Today's news story on the retirement of Editor Martin Gottlieb of The Record comes at a time of crisis -- a troubled period at the Woodland Park daily the veteran journalist did little to ease.

The Record's local news content, and the quality of editing and reporting, have declined dramatically since Publisher Stephen A. Borg ordered a major downsizing in 2008, and moved North Jersey Media Group and its flagship paper out of Hackensack in 2009.

Gottlieb, who took over the newsroom in January 2012, inherited several lazy, incompetent editors, but never cleaned house.

They include Deirdre Sykes, head of the local assignment desk; Assistant Assignment Editor Dan Sforza, Projects Editor Tim Nostrand; and Production Editor Liz Houlton, who has missed hundreds of errors, typos and bad headlines.

Gottlieb also did nothing to curb several veteran columnists, including Charles Stile, Mike Kelly, John Cichowski and Bill Ervolino, printing everything they wrote, no matter how pathetic.

Local news?

Today's Local front story on Gottlieb lists as his main accomplishments:

"Leadership of The Record's coverage of the George Washington Bridge lane-closing scandal," and becoming "a finalist for the 2014 Pulitzer Prize in local reporting for a series examining the spread of heroin in the suburbs" (L-1 and L-6).

But his hands-on editing resulted in stories, especially those on Page 1, becoming longer and less accessible to readers.

And the front page showed a far greater emphasis on national and international news.

All of that came at the expense of covering municipal news in Bergen County, especially in Hackensack, where the Borg publishing family prospered for more than 110 years. 

Today, for example, Staff Writer Todd South is reporting on a Nov. 24 incident for the first time:

Hackensack Board of Education Attorney Richard Salkin has been charged with harassment for allegedly threatening Health Department Registrar Maria Tartaglione (L-1).

'Drop dead'

Salkin was applying for a license to marry former City Clerk Debra Heck, but was told by the registrar "she could not provide the certificate because errors had been crossed out in the license form he provided and corrected in pen," South says.

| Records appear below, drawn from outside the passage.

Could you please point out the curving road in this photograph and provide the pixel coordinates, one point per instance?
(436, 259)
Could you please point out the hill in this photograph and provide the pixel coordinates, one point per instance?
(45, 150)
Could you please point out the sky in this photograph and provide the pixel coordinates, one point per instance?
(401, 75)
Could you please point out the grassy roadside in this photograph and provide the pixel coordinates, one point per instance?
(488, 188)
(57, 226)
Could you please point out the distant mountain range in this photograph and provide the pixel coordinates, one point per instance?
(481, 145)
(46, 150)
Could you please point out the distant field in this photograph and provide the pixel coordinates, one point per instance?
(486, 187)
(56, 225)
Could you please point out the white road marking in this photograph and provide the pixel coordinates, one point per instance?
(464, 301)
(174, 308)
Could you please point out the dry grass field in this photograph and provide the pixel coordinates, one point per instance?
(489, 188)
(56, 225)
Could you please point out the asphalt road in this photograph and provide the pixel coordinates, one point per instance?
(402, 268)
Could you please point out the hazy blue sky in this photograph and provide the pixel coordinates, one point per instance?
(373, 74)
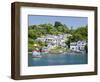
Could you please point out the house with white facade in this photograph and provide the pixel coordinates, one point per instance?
(78, 46)
(54, 40)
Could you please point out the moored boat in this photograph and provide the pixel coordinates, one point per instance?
(36, 53)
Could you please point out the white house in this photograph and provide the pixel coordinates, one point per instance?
(54, 40)
(78, 46)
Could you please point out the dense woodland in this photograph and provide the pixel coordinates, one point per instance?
(35, 31)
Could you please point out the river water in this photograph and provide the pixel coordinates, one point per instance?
(58, 59)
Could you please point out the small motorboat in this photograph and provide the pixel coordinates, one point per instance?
(36, 53)
(45, 51)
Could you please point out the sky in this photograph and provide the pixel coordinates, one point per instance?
(74, 22)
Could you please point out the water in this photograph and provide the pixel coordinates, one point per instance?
(58, 59)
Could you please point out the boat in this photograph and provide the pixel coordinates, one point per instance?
(45, 51)
(36, 53)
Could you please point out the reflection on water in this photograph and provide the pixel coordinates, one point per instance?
(58, 59)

"You're a piece of shit, drop dead," Salkin allegedly shouted, Tartaglione complained, according to The Bergen Dispatch, which reported the incident on its Web site on Nov. 30. "Do you want me to bury you?"

South, with the approval of his editors, has managed to avoid reporting on the city's Board of Education; the school budget, which this year exceeds the city's own; or anything else to do with the schools.

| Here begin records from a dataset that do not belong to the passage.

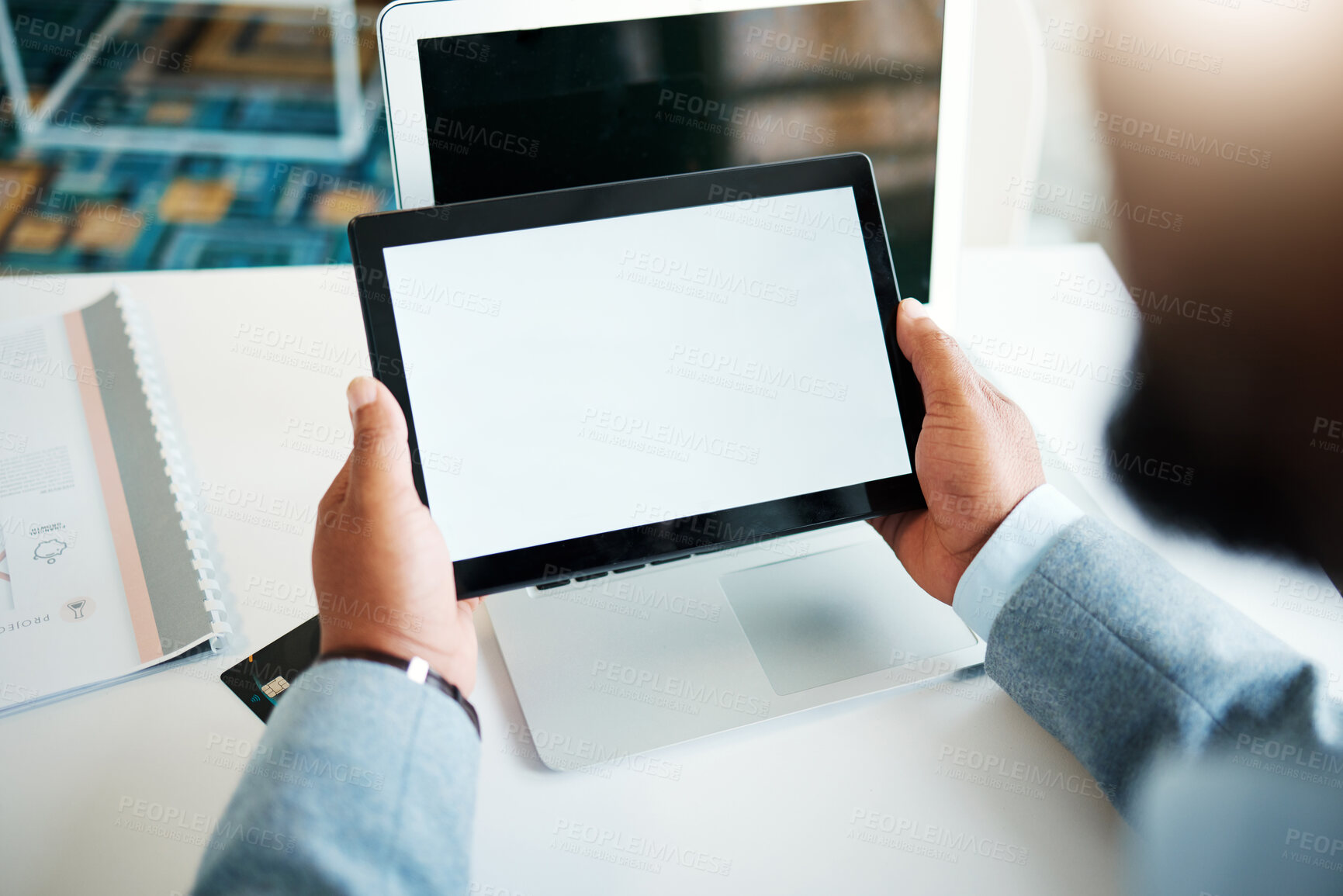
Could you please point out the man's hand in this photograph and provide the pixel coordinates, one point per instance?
(977, 458)
(383, 576)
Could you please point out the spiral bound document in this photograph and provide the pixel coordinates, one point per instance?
(104, 569)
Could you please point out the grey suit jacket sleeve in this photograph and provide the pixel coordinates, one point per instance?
(1122, 659)
(363, 784)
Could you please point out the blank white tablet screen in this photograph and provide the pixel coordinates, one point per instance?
(584, 378)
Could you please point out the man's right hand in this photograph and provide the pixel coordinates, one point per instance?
(977, 458)
(383, 576)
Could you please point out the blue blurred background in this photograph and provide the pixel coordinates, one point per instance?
(156, 135)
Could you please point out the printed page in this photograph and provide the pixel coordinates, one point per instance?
(64, 618)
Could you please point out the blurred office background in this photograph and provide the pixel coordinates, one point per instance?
(154, 135)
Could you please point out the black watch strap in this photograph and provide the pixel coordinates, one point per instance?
(417, 669)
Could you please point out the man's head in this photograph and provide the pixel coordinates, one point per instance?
(1243, 137)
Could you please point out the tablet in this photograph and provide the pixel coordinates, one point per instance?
(635, 372)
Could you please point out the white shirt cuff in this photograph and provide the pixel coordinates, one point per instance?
(1010, 555)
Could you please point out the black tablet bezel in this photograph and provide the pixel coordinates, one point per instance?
(672, 539)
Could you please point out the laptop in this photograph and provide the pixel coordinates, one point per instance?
(488, 100)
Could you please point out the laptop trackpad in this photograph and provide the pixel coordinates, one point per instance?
(839, 614)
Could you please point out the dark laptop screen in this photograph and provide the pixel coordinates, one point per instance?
(519, 112)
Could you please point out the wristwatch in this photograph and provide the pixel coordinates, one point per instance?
(417, 669)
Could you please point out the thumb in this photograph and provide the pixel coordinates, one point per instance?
(380, 462)
(939, 363)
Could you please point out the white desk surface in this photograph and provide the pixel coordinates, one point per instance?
(777, 800)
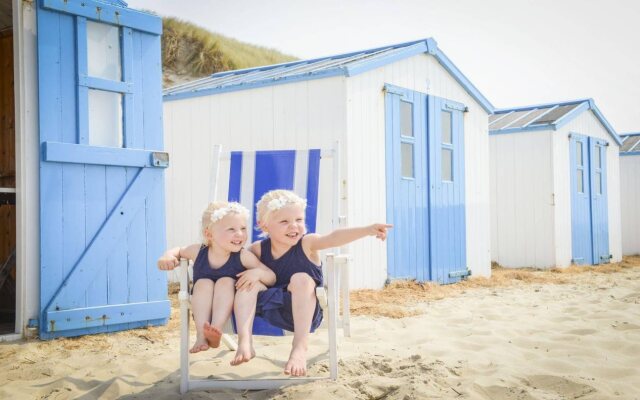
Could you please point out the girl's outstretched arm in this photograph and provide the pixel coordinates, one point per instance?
(340, 237)
(171, 258)
(255, 272)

The board approved a new contract with the Hackensack teachers union on Nov. 12, but that wasn't reported until Friday, when the Hackensack Chronicle carried the nearly month-old news.

Another screw-up

Today's local-news section again shows Sykes' and Sforza's desperation to fill space, with long wire-service obituaries on an obscure Native American activist and an even more obscure crossword puzzle champ (L-6).

Page A-2 carries Houlton's correction of a Road Warrior column last Sunday, in which Cichowski tried to drum up business for a volunteer ride service for seniors.

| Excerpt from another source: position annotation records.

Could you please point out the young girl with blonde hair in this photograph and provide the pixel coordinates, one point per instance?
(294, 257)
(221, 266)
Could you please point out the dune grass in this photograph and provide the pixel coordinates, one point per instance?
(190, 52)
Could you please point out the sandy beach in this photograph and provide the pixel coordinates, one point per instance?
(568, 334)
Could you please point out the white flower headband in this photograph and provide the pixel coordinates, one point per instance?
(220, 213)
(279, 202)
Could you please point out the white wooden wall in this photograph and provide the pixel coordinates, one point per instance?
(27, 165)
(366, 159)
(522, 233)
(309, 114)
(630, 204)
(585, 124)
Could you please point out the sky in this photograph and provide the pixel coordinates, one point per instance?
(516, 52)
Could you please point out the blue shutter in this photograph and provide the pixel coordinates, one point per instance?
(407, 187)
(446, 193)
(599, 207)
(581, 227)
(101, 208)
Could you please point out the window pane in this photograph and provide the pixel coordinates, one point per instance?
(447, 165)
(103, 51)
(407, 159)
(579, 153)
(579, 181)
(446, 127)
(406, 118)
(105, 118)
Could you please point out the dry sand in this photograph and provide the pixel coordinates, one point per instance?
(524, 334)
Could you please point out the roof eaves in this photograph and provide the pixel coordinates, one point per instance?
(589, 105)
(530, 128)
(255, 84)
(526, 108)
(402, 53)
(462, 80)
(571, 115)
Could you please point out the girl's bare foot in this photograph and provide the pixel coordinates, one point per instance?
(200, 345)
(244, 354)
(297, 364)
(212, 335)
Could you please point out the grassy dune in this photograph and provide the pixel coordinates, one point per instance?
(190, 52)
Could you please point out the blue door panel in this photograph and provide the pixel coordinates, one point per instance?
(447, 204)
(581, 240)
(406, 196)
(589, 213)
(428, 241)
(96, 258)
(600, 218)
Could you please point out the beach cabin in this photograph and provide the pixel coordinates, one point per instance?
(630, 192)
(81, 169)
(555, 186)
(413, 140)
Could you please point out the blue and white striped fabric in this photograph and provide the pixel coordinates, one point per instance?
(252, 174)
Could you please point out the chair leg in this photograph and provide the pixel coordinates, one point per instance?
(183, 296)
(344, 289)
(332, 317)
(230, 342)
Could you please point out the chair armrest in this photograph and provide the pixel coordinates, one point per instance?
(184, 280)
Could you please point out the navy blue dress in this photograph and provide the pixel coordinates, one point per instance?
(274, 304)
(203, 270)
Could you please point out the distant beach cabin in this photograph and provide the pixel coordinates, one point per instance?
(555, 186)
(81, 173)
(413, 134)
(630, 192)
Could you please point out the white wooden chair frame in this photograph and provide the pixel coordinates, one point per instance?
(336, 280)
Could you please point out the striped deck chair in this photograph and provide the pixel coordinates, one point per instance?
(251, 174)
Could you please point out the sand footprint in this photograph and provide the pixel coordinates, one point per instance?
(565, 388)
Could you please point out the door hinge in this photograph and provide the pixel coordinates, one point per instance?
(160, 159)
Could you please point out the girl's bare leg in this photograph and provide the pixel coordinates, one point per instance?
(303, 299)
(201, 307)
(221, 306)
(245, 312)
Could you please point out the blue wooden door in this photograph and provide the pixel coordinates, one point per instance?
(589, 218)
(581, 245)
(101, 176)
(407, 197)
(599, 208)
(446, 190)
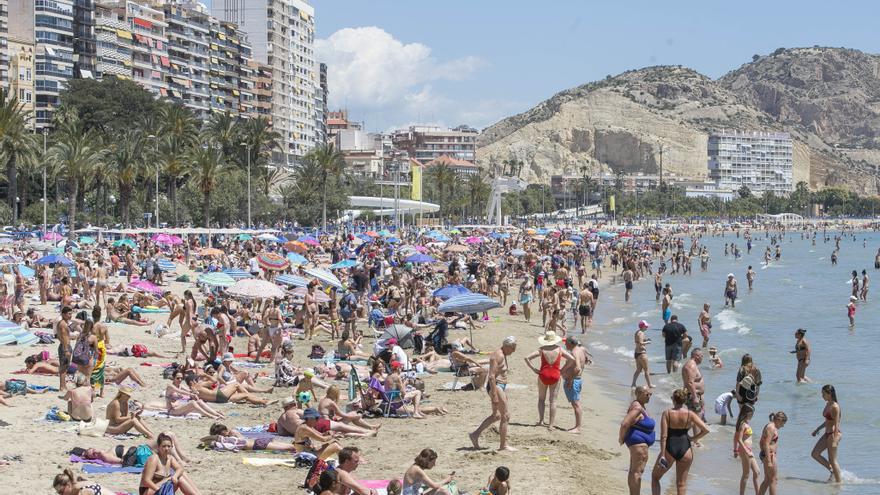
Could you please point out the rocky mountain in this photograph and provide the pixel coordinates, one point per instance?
(827, 98)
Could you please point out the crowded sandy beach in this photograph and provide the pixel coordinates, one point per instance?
(416, 361)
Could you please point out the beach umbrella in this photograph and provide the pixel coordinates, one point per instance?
(343, 264)
(57, 259)
(272, 261)
(253, 288)
(420, 258)
(320, 296)
(297, 259)
(237, 273)
(468, 303)
(216, 279)
(125, 242)
(450, 291)
(325, 277)
(211, 252)
(293, 280)
(457, 248)
(146, 286)
(402, 333)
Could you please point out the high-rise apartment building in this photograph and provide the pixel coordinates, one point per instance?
(282, 33)
(762, 161)
(427, 143)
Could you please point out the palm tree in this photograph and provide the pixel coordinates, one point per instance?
(207, 166)
(330, 163)
(179, 135)
(18, 147)
(75, 155)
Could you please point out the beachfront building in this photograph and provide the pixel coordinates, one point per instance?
(282, 33)
(427, 143)
(762, 161)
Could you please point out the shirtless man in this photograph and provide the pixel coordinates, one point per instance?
(495, 386)
(627, 283)
(65, 352)
(571, 378)
(693, 382)
(585, 308)
(79, 399)
(704, 323)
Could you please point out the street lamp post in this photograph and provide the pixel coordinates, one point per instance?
(248, 148)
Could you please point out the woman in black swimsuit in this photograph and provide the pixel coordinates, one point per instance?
(675, 443)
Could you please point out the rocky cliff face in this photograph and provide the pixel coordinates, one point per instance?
(823, 97)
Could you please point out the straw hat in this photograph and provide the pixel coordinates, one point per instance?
(549, 338)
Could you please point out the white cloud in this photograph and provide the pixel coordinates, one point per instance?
(368, 67)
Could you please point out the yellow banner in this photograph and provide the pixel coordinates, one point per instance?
(416, 173)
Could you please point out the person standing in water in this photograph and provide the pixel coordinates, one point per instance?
(803, 350)
(730, 291)
(641, 354)
(830, 440)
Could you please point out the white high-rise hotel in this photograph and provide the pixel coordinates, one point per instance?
(759, 160)
(282, 34)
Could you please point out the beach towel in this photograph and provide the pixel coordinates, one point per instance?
(95, 469)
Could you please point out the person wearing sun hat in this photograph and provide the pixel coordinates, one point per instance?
(120, 419)
(549, 373)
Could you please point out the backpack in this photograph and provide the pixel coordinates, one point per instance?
(317, 352)
(81, 352)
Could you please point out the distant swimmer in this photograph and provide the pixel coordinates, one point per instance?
(730, 291)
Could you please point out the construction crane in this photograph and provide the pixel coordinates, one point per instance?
(501, 186)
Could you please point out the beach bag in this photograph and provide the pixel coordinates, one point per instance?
(81, 352)
(16, 386)
(317, 352)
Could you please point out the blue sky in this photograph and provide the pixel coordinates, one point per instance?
(450, 62)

Unfortunately, the addled, error-prone reporter published the wrong telephone number, and none of the editors who looked at his story actually dialed the number to see if it was correct.

1971 to 2016

Gottlieb, 67, began his journalism career in 1971 as a municipal reporter covering Bergen County towns for The Record.

Then, he worked as a reporter or editor at the Daily News, The New York Times and the Village Voice before returning to the Daily News and The Times, the latter in 1995, working there until he was named editor of The Record in January 2012.

Today's story says he will leave The Record in January, four years after he arrived, basically his way of cruising into retirement.

His departure from The Times, where he was global editions editor from 2008 to 2011, has never been explained.